CS 545 - Database Research Seminar, Spring 96/97

Developing and Exploring Scientific Databases with the OPM Data Management Tools


Victor M. Markowitz, I-Min A. Chen, Anthony Kosky, and Ernest Szeto

Information and Computing Sciences Division
Lawrence Berkeley National Laboratory, Berkeley, CA 94720
EMail: {VMMarkowitz, IAChen, Anthony_Kosky, ,E_Szeto}@lbl.gov

The Object-Protocol Model (OPM) data management tools provide facilities for rapid development, documentation, and exploration of scientific databases. The tools are based on OPM, an object data model that is similar to the ODMG standard, but has additional constructs for modeling scientific data. Databases designed using OPM can be implemented using commercial relational DBMSs, using OPM schema translation tools that generate complete DBMS database definitions from OPM schemas. OPM schemas can be also retrofitted on top of existing relational databases or files defined using the ASN.1 data exchange format. OPM schema publishing tools allow documenting OPM databases in a variety of formats and notations.

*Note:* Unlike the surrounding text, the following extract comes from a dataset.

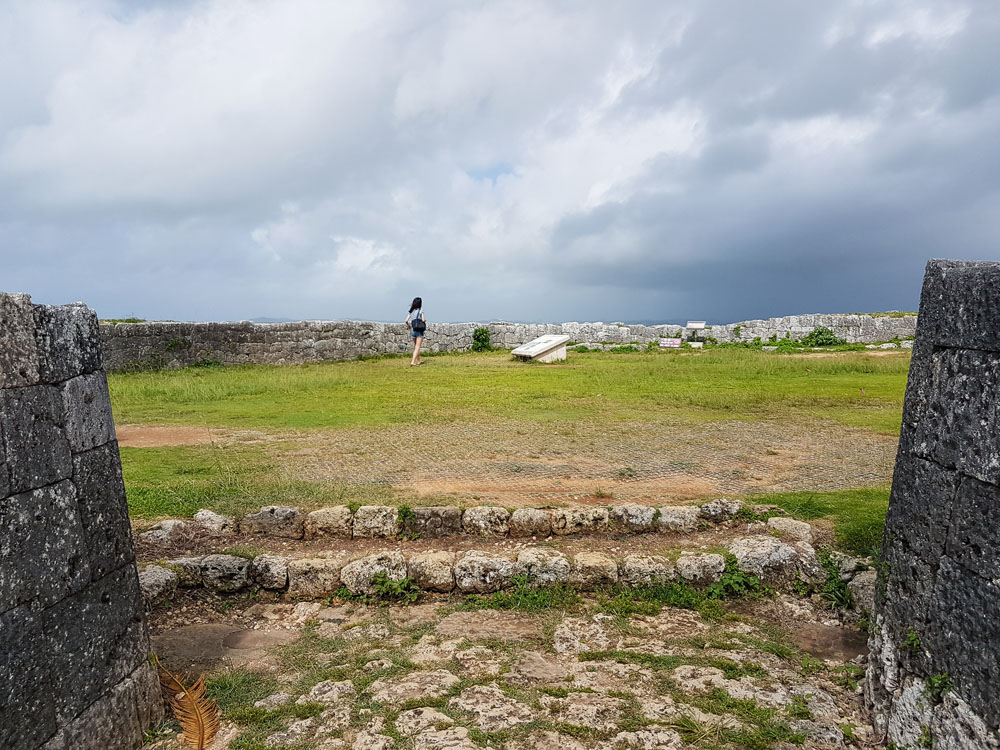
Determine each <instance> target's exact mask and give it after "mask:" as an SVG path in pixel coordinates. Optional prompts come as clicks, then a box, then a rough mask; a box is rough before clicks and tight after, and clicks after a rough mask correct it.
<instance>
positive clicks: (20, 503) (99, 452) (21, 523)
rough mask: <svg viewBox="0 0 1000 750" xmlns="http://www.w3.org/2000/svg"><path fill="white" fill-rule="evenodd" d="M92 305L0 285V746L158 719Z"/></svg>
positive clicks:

Tools for querying (native or retrofitted) OPM databases include a query language translator that interprets queries expressed in the ODMG compliant OPM query language (OPM-QL) and translates them into the languages supported by the underlying DBMS. A Web-based OPM query interface allows graphical construction of ad hoc OPM queries and can be used for generating Web query forms.

Multidatabase OPM tools have been developed as an extension of the core OPM toolkit, with support for: (1) assembling heterogeneous databases into an OPM based multidatabase system, while documenting their schemas and inter-database links; (2) processing ad-hoc multidatabase queries via uniform OPM interfaces; and (3) assisting scientists in specifying and interpreting multidatabase queries.

Several archival molecular biology databases have been designed and implemented using the OPM tools, including the Genome Database (GDB) and the Protein Data Bank (PDB), while other scientific databases, such as the Genome Sequence Database (GSDB), have been retrofitted with semantically enhanced OPM views. The OPM multidatabase tools are currently applied for constructing a molecular biology database federation and for providing a common interface on top of heteroegenous financial and project management databases.

Current OPM work includes further development of the OPM multidatabase tools, extending the OPM retrofitting tools to cover additional data models, and extending the OPM toolkit to support complex data types, such as DNA sequences and 3-dimensional crystallographic data, irrespective of the underlying DBMS facilities.